How many times have you played a round where hole after hole you hit putts that were right in the jaws but came up just short? I see it all the time. You had a chance to shoot your best score and you couldn’t get the ball to the hole! Frustrating, isn’t it? I know why it happens and I know how to fix it.

Next time you go to the course, watch the people warming up on the practice green. Most have either three balls or a single ball, and each person is putting to a specific hole. As each golfer putts, the ball rolls up short of the hole by about a foot or so. The golfer rolls putt after putt and the same thing happens. If a ball does drop it goes in by a dimple. If that doesn’t describe the scenario on your practice green, I’ll eat a bug.

I believe that the first 20 swings of the day with any club are the most important. Each time you warm up you are teaching your body what you want it to do each day. So, by coming up short time after time on the practice green, you are programming your eyes, brain and hands to come up short on the course. That’s why, when you come up short on putts hole after hole during a round, it seems no matter how hard you try, you keep coming up short.

Creepers! Ugh! I hate them! CREEPERS!!!

What I have my players do when they first get on the practice green is hit the first 10 putts or so well past the hole, by 3 to 5 feet. It may look silly, but it serves a great purpose. This practice drill will help you hole more putts for many reasons:

1. Your eyes see the ball getting to and going past the hole. You have to teach your eyes that this is a good thing. It’ll then tell the brain and hands that it’s o.k. It’s what you want to happen.

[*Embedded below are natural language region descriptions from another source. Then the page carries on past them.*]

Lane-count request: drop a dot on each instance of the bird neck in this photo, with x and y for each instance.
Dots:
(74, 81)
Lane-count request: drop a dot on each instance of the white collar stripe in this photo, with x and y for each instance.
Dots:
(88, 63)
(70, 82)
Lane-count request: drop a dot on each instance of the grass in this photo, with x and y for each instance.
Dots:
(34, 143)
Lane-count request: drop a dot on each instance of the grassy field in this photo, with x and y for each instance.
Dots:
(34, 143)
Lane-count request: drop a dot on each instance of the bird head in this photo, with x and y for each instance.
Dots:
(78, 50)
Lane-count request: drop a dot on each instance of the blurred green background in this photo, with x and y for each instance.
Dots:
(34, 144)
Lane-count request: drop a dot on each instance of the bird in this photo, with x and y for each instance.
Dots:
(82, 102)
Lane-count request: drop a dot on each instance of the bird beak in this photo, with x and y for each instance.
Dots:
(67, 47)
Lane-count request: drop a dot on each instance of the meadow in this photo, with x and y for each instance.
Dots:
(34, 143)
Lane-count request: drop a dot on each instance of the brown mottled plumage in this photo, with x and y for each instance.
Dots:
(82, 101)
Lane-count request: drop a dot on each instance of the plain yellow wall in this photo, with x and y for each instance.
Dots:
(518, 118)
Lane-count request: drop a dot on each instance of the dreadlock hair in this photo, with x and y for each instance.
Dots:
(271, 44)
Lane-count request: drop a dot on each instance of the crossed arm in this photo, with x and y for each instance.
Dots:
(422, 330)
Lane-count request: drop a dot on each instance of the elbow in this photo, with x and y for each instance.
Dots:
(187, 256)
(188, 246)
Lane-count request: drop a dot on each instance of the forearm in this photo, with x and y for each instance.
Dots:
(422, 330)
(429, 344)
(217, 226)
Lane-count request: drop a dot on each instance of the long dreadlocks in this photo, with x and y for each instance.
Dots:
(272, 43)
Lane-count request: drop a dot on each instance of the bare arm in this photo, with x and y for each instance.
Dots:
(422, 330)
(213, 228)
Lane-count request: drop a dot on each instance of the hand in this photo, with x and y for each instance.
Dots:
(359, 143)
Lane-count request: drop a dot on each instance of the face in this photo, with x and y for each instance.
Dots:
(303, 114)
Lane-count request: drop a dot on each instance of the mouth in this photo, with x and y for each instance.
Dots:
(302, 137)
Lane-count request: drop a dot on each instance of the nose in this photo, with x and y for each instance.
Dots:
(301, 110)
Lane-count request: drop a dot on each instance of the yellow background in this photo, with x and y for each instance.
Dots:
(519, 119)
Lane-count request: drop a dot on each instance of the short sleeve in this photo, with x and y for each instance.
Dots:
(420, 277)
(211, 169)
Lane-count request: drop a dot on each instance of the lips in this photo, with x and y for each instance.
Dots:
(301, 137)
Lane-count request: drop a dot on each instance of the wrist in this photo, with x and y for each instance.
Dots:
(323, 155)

2. It helps ensure a nice long follow-through. If you tend to come up short, many times its because you stop your follow-through a little short. Mostly this happens because of fear of hitting a putt too hard. It’s interesting, isn’t it? A golfer can hit 9 putts out of ten short. Yet he fears the one that went long instead of the nine that came up short. Weird. Especially since the one that went by the hole was the only one that had a chance to go in!

3. You’ll make some of them! You’ll hear that awesome sound of the ball hitting the bottom of the cup. Even if your playing partners aren’t watching, they’ll hear it, too.

I believe that once your body gets used to hitting the ball past the hole, it is easy to throttle back a little. Then your pace on the green will be perfect all day. Conversely, it’s very tough once you’ve taught your self to come up short to make the adjustment to judge pace consistently. But one thing’s for sure: if you teach your ball to come up short during your warm-up, it’s gonna’ come up short all day long.

The lesson is this: “No Creepers!” My team hears me say this every day on the practice green. “Don’t teach yourself to come up short!”

Hit the first few putts of the day on the practice green well by past the hole. You’ll make more putts on the course.